Mateo gets called a girl all the time AND my students are always asking me why he has that ponytail on the top of his head if he is a boy???? They are so cute when they say it..... :sLo_grouphug3:


----------



## Toby's Mom (May 7, 2004)

She probably meant the kind of hair that my Toby has--terrible for growing long, I believe it is called a cotton coat. It mats easily and the only thing you can really do with it is keep it cut short or spend a lot of time brushing it. 

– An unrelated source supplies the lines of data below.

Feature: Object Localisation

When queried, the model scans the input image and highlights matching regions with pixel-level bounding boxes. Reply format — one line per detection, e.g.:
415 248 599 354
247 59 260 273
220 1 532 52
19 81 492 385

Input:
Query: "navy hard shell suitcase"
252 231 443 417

Toby says: Hey Mommy, that's not a nice thing to say about my hair--it serves me just fine!


----------



## camfan (Oct 30, 2006)

Cotton candy? :wacko1: 

Everyone always thinks Ollie is a girl. Even when I tell them HIS name is OLLIE. EVEN when he's wearing his BLUE harness and on his BLUE leash :smilie_tischkante:


----------



## CeeCee's Mom (Sep 14, 2006)

Probably she meant someone had a dog she knew and he had a cotton coat and they did not keep it brushed and it got matted and stood up like cotton candy~~It never ceases to amaze me what comes out of other peoples mouths!!!! Just consider the source!!!! :smrofl: :smrofl: :smpullhair: :smpullhair:


----------